Apparently Congressman Jared Polis is now a cosponsor of the Employee Free Choice Act, which would encourage more unionization by replacing the secret ballot with the non-secret “card check” process for demanding unionization. [“[T]he legislation would eliminate employers’ right to insist that workers hold a secret-ballot election, while retaining the option for workers,” Colorado Media Matters breathlessly clarifies, because we all know that the real motivation of union bosses is to “retain the option” to let employees vote by secret ballot.] Notably, the measure would amend the National Labor Relations Act, or Wagner Act, a law that significantly contributed to the economic downturn of 1937 and 1938 (as discussed.)
The basic issue is fairly straight-forward: federally encouraged unionization acts as a type of wage control, artificially boosting the monetary wages of some at the cost of lower wages and more unemployment for others.
As George Reisman explains, people acting on a free market adjusts to deflation by cutting prices and (nominal) wages, which gets the economy moving and sets the stage for gains in real wages. Full employment is necessary for full production: people who are out of work aren’t producing goods and services.
A major problem with U.S. auto manufacturers is that unionization has seriously damaged the competitiveness of the U.S. industry. That’s a big reason why tax payers are now asked to subsidize car makers, when many struggling firms should go into bankruptcy.
The fact that the U.S. struggles under wage controls — and seems set to add more of them — means that the economy cannot readily adjust to deflation. Another consequences is that the federal government has put the nation at risk of serious inflation by expanding the money supply.
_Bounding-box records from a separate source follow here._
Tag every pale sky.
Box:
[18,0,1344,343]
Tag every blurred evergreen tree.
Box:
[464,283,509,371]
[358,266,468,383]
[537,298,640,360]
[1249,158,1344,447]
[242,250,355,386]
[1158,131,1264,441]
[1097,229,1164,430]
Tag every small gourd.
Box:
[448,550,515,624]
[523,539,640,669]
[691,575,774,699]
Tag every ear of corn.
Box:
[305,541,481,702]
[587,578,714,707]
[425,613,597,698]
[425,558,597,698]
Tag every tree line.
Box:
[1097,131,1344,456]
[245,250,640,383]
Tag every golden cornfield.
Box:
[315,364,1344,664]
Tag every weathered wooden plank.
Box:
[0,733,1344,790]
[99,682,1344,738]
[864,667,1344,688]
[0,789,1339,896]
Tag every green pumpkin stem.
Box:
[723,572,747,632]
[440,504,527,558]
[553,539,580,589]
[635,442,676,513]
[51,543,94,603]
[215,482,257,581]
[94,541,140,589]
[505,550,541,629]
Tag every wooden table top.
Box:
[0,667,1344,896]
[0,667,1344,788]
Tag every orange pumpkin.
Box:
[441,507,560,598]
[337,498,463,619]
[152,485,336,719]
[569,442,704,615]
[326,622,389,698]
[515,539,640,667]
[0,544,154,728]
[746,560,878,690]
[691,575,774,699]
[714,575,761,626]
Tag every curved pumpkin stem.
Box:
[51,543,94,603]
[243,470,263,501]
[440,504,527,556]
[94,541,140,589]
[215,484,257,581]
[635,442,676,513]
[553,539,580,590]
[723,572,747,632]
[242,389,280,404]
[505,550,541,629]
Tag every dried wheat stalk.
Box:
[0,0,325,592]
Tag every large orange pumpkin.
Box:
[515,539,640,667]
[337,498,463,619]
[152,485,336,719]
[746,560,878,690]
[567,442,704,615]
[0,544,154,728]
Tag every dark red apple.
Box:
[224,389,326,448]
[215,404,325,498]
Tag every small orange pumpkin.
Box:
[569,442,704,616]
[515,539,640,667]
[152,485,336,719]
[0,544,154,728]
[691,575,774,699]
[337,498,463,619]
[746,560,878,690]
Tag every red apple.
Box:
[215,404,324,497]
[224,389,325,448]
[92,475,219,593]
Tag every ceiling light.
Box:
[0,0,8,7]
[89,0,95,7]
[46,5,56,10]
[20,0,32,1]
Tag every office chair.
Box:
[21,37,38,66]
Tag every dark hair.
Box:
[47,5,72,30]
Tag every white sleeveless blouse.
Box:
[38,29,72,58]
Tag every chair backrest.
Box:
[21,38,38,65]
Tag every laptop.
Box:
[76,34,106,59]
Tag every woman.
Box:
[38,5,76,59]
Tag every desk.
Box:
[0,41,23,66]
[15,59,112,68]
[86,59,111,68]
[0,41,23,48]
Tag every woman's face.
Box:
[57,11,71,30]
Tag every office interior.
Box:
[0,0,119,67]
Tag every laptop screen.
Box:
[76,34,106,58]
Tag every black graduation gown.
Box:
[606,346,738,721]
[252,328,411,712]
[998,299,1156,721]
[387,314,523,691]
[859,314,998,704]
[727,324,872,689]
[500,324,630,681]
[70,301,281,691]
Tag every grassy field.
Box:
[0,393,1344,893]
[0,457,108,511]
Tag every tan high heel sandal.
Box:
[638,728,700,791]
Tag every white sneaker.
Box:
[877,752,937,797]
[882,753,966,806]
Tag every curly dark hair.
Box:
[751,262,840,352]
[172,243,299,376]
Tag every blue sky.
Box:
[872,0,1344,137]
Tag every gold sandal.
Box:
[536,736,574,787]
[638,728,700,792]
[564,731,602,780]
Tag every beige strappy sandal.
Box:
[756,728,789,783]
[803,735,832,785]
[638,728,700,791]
As of January, the unemployment rate in Colorado was 6.6 percent, compared to 8.1 percent nationally. This is a big problem, though of course nothing like the unemployment rates during the Great Depression. As noted, even by the most optimistic figures unemployment never fell below 9 percent from the end of Hoover’s term through FDR’s first two terms.
A period of rising unemployment is the worst possible time for more severe wage controls.